Here’s one of the first negative things people say when they find out you have a large family. People are quick to point out how having so many kids is a mistake because there’s no way the kids can get enough one-on-one time with dad. And on a surface level, they're right. It would be impossible to give each one of my kids all the time that they ask for. It would exhaust me.
While it’s true that I don’t spend as much time with each one of them as they or I would like, setting boundaries with them is important for two reasons. One, to keep me from getting worn out. There’s only 24 hours in a day. And two, my children have to learn that the world doesn’t revolve around them.
I think this is a valuable lesson. In a world where parents make their children the center of the universe (read your typical bumper sticker), I think raising a self-reliant child helps him to learn to become more selfless and more giving.
I say all this because I don’t want anyone to be confused by my previous post. In case anyone reading it misunderstood, my point was not that we should give our children our time 24/7 whenever he says he needs it. That would be setting our child up for failures in the future. They won’t get and don’t deserve to have access to anyone 24/7. (That’s what going to God in prayer is for.)

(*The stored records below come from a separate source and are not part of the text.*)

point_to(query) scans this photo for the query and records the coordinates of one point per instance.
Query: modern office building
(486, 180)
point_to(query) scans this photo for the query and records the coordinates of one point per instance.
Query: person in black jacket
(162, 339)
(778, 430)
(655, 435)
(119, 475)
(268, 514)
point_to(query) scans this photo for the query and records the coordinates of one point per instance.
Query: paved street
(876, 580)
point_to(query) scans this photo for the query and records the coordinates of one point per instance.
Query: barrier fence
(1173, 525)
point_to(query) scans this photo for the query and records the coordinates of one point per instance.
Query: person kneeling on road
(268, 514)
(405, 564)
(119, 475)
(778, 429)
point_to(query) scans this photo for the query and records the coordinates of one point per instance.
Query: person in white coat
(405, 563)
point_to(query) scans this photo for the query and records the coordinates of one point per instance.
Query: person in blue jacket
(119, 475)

It’s the attitude in our heart that’s critical when it comes to ministering to our children.
I’ve recently spent some time with two fathers. Both had bigger then average families. One of the fathers is very concerned with the growth of his kids. You can tell he cares about them and makes sure to equip them with things to help them learn. He recognizes that his children are all different and is flexible with them. He is firm but encouraging. He will go out of his way to get them the best tools and technology if it means that his kids will grow and learn and mature and become more like Christ. I admire him and the family he is building.

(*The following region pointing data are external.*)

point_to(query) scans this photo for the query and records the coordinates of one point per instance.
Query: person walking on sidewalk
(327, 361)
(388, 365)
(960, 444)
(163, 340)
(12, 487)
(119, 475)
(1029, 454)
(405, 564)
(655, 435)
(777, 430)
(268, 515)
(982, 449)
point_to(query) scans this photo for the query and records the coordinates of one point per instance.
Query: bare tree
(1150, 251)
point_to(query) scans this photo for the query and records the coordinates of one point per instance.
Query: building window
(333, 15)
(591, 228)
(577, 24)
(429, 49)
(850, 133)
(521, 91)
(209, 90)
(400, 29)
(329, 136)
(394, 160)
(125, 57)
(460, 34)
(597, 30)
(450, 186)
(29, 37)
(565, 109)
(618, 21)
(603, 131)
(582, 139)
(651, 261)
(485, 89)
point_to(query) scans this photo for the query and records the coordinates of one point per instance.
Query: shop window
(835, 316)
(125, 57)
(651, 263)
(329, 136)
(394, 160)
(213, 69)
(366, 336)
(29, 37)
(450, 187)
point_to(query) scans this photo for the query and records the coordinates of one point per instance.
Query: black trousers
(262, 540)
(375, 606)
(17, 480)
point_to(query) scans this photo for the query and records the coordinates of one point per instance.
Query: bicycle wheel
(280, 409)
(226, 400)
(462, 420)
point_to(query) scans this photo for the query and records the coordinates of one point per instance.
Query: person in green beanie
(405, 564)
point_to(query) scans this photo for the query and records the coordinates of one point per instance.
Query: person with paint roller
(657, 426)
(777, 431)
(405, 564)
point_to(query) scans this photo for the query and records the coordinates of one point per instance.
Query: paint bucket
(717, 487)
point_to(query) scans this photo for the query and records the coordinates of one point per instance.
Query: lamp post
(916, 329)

I’ve known the other father a lot longer then the first. Time has taught me that he treats his kids the opposite. He says he loves having a large family, but he is very rigid with his children. He has a “my way or the highway” attitude when relating to them. I’ve watched him speak negatively about one of his kids to the other. And I think what bothers me the most is that he will constantly bring up the ones who misbehaved that he had to correct. Guilt and measuring up are his method of manipulating his children to get his desired result.
I say all this because being a teacher, being a coach, being a leader in a home is much harder then I ever imagined. My first instinct is to turn our home into an army base where my children have to follow orders. But parents who are manipulating their kids into “measuring up” teach their kids that God’s love is conditional.
That’s never a lesson I want them to learn. Every day, I have to focus not on the quantity of time spent with my children but on the quality of my response to their real needs. I have to learn to be more like the first dad and less like the second.